As propagandas, deliberadamente,
mentem. Elas exploram, porque este o seu papel, as fragilidades do homem, um
ser repleto de calcanhares por todos os lados. Persuadem os nossos devaneios, a
loucura de se esconder em qualquer fabricação. E a ilusão de ter o produto para
ser melhor acomete a geração do conhecimento, do saber. Mas isso é só um
rótulo. Conhecer, pesquisar, saber, deduzir, refletir, concluir, tudo isso dá
muito trabalho, é cansativo e demorado. Ainda que o final seja prazeroso,
chegar ao fim para quê? Se o percurso é longo, melhor optar pelo atalho, pelo
caminho mais breve. Descartar e ser descartado é parte desse enredo que traiu
um passado glorioso.
Em meio ao discurso que prega o
“quis o destino”, o “se Deus quiser”, o homem semeia o que quer para si.
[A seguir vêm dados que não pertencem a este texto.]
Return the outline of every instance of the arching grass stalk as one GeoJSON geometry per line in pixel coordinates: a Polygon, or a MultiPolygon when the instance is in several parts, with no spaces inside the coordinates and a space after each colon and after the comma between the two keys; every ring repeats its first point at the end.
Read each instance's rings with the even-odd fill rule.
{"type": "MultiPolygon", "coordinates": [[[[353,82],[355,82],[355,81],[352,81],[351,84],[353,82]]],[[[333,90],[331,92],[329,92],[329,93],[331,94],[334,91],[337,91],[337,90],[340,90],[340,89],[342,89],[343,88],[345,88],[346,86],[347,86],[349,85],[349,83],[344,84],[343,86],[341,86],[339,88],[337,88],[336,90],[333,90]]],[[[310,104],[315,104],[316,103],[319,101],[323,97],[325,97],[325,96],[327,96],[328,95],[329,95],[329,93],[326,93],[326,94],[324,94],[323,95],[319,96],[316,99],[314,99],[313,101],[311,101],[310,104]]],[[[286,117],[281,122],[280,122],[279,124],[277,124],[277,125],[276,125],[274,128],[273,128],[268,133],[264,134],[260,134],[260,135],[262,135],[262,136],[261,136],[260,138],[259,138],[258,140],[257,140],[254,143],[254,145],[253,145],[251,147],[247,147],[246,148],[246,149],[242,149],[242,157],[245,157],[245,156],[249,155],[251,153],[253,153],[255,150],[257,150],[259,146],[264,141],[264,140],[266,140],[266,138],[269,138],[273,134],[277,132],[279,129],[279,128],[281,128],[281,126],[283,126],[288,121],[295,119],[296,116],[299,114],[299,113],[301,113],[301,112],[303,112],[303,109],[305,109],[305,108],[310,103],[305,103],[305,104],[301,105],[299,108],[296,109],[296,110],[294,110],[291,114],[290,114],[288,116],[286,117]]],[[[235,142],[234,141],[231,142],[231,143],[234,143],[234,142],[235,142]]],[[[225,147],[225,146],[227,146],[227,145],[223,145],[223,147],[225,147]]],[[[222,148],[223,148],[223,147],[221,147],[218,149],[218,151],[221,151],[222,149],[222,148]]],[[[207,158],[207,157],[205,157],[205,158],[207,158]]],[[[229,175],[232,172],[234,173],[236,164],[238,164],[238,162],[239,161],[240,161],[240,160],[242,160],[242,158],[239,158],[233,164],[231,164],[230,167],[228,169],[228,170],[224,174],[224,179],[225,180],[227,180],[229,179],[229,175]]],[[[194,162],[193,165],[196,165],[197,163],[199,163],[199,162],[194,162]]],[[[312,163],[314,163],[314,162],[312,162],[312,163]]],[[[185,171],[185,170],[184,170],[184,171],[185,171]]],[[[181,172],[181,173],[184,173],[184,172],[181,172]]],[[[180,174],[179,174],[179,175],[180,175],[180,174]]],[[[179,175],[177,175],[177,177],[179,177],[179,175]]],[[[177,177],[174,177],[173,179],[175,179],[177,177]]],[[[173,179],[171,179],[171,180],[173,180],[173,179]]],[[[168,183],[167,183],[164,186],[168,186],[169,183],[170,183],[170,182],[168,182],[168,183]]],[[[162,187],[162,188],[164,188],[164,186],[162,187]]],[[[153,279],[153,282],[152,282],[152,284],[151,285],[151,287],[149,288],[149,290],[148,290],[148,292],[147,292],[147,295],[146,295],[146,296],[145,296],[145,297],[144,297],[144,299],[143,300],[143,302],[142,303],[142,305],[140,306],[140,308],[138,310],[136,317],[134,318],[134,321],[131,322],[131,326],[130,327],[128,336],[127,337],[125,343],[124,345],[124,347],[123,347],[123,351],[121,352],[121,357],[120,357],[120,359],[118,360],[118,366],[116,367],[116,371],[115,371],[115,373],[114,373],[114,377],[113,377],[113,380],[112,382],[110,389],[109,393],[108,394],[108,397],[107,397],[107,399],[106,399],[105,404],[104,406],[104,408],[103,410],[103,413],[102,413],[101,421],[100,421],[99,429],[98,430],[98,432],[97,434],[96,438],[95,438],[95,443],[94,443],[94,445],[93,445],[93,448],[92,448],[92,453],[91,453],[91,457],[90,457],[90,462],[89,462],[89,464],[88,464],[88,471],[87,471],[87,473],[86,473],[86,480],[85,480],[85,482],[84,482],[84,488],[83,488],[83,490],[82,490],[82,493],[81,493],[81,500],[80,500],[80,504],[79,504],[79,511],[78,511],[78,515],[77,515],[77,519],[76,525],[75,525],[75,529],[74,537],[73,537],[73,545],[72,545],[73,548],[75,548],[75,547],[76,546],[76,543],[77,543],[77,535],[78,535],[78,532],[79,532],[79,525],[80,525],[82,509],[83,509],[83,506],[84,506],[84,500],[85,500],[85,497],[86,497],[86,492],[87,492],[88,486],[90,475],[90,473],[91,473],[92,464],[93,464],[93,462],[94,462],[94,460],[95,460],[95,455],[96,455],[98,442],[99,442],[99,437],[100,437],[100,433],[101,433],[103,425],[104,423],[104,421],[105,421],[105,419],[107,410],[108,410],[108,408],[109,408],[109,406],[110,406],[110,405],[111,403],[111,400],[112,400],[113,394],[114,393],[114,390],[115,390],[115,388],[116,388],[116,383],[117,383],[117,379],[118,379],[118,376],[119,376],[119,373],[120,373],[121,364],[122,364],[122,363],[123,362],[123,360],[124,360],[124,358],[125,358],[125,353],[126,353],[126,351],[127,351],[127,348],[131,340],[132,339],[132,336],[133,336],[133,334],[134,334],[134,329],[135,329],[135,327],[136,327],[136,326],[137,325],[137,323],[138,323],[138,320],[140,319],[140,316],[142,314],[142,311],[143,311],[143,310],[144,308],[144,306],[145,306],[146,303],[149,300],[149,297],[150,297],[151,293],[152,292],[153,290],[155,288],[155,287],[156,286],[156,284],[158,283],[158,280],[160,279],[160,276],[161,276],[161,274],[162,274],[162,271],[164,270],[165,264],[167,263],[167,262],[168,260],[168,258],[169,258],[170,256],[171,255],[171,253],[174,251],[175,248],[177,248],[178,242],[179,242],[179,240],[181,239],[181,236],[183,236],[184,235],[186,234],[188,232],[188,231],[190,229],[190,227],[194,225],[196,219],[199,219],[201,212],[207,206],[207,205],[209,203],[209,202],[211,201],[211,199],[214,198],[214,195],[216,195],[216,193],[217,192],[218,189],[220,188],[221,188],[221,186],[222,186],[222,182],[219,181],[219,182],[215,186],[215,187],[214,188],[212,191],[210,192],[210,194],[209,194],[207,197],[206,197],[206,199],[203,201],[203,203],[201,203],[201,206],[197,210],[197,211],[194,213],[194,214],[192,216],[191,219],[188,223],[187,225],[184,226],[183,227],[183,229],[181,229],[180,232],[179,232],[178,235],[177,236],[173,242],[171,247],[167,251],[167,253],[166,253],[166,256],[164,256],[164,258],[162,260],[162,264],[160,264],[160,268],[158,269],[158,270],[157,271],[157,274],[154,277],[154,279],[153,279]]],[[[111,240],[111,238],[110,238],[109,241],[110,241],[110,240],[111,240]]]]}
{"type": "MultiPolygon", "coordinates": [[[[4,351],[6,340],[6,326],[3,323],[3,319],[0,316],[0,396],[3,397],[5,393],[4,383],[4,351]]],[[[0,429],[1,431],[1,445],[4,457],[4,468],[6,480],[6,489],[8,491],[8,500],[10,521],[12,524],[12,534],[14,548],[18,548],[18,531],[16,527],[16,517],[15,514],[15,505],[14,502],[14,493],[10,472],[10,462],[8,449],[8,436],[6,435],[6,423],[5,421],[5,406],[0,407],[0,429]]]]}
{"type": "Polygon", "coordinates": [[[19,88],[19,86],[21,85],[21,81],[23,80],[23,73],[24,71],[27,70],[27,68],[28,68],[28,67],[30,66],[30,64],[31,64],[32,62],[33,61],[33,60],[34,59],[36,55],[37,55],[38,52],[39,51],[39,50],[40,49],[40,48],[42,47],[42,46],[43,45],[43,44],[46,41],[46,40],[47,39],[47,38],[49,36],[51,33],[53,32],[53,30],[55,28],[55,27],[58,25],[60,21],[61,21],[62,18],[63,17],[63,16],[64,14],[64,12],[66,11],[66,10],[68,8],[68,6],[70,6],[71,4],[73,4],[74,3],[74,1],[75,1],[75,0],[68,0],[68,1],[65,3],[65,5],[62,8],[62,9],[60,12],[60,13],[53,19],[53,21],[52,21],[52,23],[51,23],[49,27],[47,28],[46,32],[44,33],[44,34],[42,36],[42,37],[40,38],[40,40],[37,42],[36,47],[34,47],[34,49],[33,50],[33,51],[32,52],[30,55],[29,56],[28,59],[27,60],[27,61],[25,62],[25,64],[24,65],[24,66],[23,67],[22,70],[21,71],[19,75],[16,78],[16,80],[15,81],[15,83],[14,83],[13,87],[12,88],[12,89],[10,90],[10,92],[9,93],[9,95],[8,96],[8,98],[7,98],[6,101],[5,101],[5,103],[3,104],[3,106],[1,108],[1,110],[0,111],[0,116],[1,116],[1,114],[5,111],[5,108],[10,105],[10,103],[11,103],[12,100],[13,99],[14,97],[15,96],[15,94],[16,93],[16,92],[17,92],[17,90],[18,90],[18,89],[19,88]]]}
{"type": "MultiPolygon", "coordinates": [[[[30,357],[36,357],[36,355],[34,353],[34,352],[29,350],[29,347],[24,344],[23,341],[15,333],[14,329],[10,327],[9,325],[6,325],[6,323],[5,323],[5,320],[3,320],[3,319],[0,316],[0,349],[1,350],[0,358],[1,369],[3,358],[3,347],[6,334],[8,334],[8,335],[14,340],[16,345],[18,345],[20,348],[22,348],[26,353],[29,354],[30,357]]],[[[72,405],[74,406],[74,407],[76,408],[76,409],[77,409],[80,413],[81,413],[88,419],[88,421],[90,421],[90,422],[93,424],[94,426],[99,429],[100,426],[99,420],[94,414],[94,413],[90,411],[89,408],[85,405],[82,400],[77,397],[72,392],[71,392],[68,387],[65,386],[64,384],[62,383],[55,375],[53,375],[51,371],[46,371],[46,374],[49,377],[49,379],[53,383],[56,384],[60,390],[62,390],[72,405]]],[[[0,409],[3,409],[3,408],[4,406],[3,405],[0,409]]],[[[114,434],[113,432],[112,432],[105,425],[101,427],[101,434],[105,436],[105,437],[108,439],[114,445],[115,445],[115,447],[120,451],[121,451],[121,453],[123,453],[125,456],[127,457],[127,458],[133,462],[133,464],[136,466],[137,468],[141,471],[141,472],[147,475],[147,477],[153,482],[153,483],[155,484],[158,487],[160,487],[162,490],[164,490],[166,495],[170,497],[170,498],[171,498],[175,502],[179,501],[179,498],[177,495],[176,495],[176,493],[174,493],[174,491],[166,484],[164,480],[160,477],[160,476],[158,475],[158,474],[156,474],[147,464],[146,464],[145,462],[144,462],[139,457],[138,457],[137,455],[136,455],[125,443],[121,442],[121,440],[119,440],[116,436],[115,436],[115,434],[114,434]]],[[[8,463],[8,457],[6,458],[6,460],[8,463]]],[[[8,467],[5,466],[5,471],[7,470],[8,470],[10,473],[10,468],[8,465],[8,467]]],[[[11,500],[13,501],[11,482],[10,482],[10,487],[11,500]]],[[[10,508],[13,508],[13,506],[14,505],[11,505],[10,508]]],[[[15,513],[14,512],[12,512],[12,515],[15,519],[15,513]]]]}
Se for
de sua vontade, não acredite que o homem evoluiu da condição de um quase-animal
para alguém capaz de construir aviões e naves espaciais. Se não for de sua
vontade, não acredite que a humanidade também regride, apesar de toda aparente
sofisticação à nossa volta. Está aos olhos de quem desejar que o homem criou
instrumentos e condições de viver bem melhor do que antes. Talvez não desejamos
andar para trás, rumo à época do transporte manual ou sem a tão bem-vinda roda.
Talvez não seja interessante retornar ao tempo em que os animais e as plantas
não eram domesticados, e o homem só destruía, ao invés de produzir o seu
próprio sustento. Porém, nem só de evolução viveu o ser humano ao longo da sua
história. É mais cômodo discordar disso.